The objective of both Chapter 7 and Chapter 13 bankruptcy is to obtain a “discharge” of debts. If the bankruptcy court discharges your debts in bankruptcy, it means that you will be no longer be held personally liable for these debts. Most consumer debt, including medical bills and credit card bills, is dischargeable. Certain debts, however, are non-dischargeable, meaning they cannot be wiped out through bankruptcy. These are debts that Congress has decided should not be able to be discharged for public policy reasons.
There are 19 categories of non-dischargeable debt. In other words, when you receive a discharge of your consumer debts, creditors will still be able to collect these categories of debts.

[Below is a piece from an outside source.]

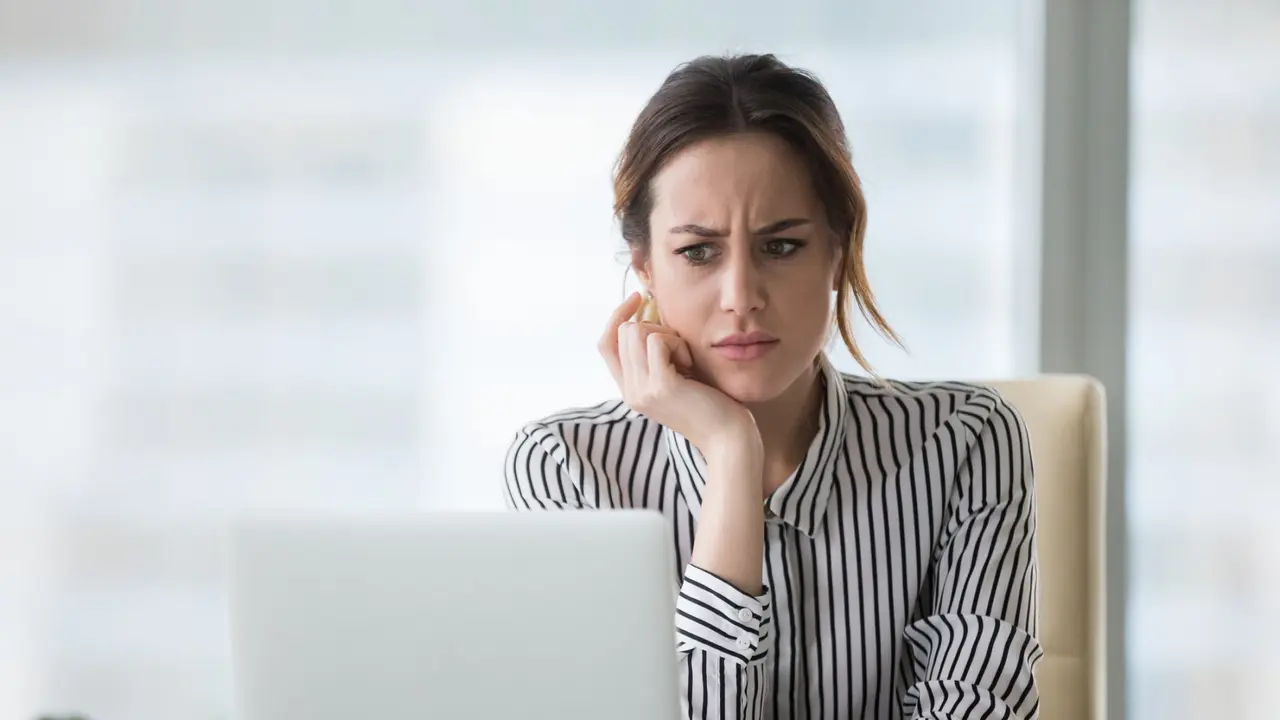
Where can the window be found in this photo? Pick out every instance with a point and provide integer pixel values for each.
(1203, 391)
(332, 261)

Some non-dischargeable debts are not subject to a hearing, while other non-dischargeable debts will be discharged if a creditor does not challenge that they are dischargeable.
Generally, you will have to show extraordinary circumstances to get these debts discharged, and they are generally non-dischargeable:
Debts that you left off your bankruptcy petition, unless the creditor actually knew of your filing;
Personal injury debts arising out of a drunk driving accident;
Debts arising out of tax-advantaged retirement plans;
Condo or cooperative housing fee debts;
Attorneys’ fees for child custody or support; and
Criminal restitution and other court fines or penalties.
Other categories of non-dischargeable debts require a creditor to successfully challenge your discharge during the bankruptcy in order to be non-dischargeable. The court will hold a hearing that allows both the bankruptcy filer and the creditor to present their arguments. However, if the creditor fails to object, or if the court disagrees with the creditor, the debt will be discharged. These categories are credit card purchases for luxury goods worth more than $650 in aggregate that were made during the 90 days preceding the bankruptcy filing and are owed to a single creditor, fraudulently obtained debts or those obtained under false pretenses, and debts incurred because of willful and malicious injuries either to person or property.
Can the Court Deny a Discharge?
In some cases, the bankruptcy court will deny a Chapter 7 discharge for a debtor’s lack of compliance with rules or procedure. For example, if you commit perjury, fail to account for lost assets, destroy records, or hide property to defraud creditors, the court may not discharge your debts, even though they are otherwise dischargeable. Moreover, creditors, the bankruptcy trustee, or the U.S. Trustee can object to your discharge. However, the bankruptcy court has the final say.
Discharges may be denied if you file bankruptcy too frequently within an impermissibly short window of time. For example, if you file successive Chapter 7 cases, you cannot receive a discharge in the second case if it is within eight years of the filing date for your first case. If you file successive Chapter 13 cases, you cannot obtain a second discharge within two years from the date you first filed for Chapter 13 bankruptcy.
When you are filing under two different chapters, the order determines how long you must wait to receive a discharge in the second case. For example, if you file for Chapter 13, you cannot file under Chapter 7 and receive a discharge within six years from the date you filed your Chapter 13 case, with certain exceptions. If you file Chapter 7 and receive a discharge, you cannot receive a second discharge in a Chapter 13 case filed within four years of your Chapter 7 filing.